In an ideal situation, within two months of enforcement proceedings, the bailiff will collect the entire amount of the debt and transfer it to the collector.
But if the defaulter does not have a job or income, then enforcement can take months or years. If the bailiff determines that collection is impossible (for example, due to the debtor’s lack of property), he may issue an order to end the case. The claimant will be able to resubmit the documents after 6 months, or earlier than this time if the debtor’s property situation changes. For example, he will receive an inheritance.
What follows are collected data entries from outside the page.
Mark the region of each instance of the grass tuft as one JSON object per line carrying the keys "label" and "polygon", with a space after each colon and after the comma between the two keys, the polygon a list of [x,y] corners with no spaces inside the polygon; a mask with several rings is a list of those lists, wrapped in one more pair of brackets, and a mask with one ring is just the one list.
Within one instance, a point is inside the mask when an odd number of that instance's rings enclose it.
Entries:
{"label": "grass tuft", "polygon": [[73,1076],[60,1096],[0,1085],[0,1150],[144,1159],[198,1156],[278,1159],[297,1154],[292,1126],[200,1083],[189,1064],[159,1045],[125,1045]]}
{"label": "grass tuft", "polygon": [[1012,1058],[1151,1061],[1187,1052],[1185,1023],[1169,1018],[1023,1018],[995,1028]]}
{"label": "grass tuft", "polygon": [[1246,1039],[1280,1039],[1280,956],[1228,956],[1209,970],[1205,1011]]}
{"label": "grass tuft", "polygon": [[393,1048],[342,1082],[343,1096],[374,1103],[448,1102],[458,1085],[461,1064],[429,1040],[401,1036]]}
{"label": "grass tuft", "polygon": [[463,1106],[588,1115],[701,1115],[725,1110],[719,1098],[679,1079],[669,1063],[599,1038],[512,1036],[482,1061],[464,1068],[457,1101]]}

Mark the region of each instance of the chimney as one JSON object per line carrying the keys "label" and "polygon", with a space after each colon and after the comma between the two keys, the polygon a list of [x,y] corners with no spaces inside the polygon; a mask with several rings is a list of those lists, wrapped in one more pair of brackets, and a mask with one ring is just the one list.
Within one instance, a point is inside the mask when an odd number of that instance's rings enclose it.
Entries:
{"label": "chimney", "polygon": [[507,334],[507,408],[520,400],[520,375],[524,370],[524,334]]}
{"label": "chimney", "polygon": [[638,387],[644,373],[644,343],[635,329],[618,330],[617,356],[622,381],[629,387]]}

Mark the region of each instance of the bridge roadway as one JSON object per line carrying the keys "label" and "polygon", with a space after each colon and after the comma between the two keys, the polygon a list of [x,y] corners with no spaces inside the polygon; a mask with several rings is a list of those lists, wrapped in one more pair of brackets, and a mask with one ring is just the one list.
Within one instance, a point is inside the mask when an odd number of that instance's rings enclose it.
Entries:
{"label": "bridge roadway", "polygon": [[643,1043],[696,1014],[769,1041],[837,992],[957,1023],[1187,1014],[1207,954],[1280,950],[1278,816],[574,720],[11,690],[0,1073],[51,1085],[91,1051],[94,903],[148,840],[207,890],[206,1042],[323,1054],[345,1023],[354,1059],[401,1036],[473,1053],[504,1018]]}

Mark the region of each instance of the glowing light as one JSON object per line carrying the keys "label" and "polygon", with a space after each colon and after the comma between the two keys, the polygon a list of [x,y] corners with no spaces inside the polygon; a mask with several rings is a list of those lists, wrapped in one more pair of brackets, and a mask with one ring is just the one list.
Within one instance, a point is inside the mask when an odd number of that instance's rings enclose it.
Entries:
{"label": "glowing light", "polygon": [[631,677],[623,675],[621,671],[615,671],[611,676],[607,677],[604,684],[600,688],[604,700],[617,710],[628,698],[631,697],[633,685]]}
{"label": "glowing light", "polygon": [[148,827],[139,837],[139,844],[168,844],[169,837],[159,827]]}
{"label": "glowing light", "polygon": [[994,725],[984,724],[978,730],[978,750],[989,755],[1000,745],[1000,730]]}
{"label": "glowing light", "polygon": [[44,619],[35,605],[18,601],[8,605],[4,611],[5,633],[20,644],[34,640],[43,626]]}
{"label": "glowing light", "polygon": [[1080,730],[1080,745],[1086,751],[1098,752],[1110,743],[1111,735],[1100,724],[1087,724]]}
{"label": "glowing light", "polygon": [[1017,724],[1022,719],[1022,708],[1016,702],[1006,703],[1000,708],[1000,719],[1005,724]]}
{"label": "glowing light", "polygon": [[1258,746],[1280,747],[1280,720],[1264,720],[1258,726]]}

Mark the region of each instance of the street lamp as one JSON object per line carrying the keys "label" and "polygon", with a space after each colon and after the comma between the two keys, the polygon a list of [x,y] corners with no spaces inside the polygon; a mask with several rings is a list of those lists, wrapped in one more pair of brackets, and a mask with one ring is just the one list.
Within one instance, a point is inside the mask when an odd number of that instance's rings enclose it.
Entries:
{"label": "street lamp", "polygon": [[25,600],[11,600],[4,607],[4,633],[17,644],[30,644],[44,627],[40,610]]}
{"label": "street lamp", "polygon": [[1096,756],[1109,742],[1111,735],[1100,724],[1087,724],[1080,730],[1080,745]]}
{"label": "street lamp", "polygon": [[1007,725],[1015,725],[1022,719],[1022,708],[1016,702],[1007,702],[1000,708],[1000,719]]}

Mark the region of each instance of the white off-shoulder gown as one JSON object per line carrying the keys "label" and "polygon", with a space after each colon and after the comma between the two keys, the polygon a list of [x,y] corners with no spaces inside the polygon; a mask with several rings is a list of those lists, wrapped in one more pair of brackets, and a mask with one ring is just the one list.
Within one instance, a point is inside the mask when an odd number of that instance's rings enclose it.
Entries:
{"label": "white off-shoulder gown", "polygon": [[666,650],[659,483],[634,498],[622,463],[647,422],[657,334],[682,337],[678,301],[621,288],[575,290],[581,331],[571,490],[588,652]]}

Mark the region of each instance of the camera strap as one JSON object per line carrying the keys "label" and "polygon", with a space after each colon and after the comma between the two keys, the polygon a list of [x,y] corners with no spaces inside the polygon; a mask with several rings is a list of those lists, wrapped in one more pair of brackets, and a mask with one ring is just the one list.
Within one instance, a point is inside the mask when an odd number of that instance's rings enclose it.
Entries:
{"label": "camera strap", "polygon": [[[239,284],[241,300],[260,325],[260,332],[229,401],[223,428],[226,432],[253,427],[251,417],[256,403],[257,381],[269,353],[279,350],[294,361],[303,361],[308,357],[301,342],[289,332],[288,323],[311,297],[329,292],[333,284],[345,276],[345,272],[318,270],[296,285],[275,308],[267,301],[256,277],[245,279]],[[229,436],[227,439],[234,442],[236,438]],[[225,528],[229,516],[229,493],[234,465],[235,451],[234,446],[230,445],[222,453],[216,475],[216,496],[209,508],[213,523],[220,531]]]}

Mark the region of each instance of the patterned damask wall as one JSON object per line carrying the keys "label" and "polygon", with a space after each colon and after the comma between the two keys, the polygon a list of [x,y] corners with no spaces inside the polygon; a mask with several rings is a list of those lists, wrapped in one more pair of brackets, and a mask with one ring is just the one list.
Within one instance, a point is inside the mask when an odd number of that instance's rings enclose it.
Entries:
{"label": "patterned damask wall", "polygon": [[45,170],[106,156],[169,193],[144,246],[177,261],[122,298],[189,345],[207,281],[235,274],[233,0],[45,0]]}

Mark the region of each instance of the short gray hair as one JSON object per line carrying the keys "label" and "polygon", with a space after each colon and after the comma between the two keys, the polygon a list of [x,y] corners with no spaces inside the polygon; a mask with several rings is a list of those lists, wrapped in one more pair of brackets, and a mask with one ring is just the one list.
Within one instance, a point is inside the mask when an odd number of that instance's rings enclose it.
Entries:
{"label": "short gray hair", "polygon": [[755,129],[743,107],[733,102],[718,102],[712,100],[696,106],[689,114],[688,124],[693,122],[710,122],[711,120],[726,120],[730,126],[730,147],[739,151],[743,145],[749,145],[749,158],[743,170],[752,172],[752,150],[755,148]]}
The bailiff will not be able to say in advance how long it will take to fulfill the requirements stated in the order. The following factors may influence production times:
- lack of information about the defaulter, which forces the bailiff to announce his search;
- the debtor lacks a job and a stable source of income;
- the defaulter does not have bank accounts and cards, and even if, for example, the debtor has a salary card, there is a lack of funds for them;
- delaying the case due to constant complaints, petitions and statements from the debtor;
- receipt by the defaulter of deferments or installment plans, during which collection is suspended or subject to restrictions.
Even if the debtor has assets, their realization may take several months and may not necessarily result in a sale. Therefore, it is very difficult to guarantee quick collection. To maximize the speed of the collection process, you can have a lawyer or other representative handle your cases.
Other statutes of limitations in enforcement proceedings
Three years is the general term. There may be situations where it is necessary to apply other deadlines. The most typical example is the collection of alimony for a minor child. If the claimant does not contact the bailiffs within a 3-year period, nothing bad will happen. The law allows him to do this at any time until the child turns 18 years old.
Another example concerns disputes between parents. If the court made a decision obliging one parent to transfer the child to the other, then you can turn to bailiffs to enforce the court decision only within 1 year.
Law on collection periods
The regulations that determine the duration of enforcement proceedings and establish periods for the implementation of individual activities are:
- Code of Civil Procedure of the Russian Federation: Art. 6.1, art. 432, art. 434;
- APK RF: art. 114, art. 321;
- Federal Law No. 229 (Article 21).
If in the first two: the civil procedural and arbitration procedural codes, only general attention is paid to the issues of calculation, then in the law “On Enforcement Proceedings” the provisions on calculating the time for the presentation of an IL or other executive document, the suspension of execution and the procedure for resuming the flow are given a lot of attention .
In the laws concerning the calculation of periods allocated for executive actions, two categories are distinguished:
- general – it is the same for civil and arbitration processes – 3 years;
- special - established depending on the circumstances of the occurrence and legal relations in respect of which compulsory execution is necessary (for example: the period for submitting IL in relation to an illegally detained child is 1 year);
- related to the execution of court decisions on periodic payments (alimony).
How to restore the validity period of a sheet?
Even if three years have passed, the claimant still has a chance to restore the term. This procedure is carried out in court. The applicant's request may be granted if the three-year period is missed for a valid reason. This may include, in particular:
- disease
- being on a long business trip
- service in the Russian army
The law does not establish clear criteria for recognizing a reason as valid. Consequently, the resolution of this issue is entirely within the competence of the court. In order for the court to grant the request, all circumstances must be proven. For example, the above cases can be confirmed by relevant documents.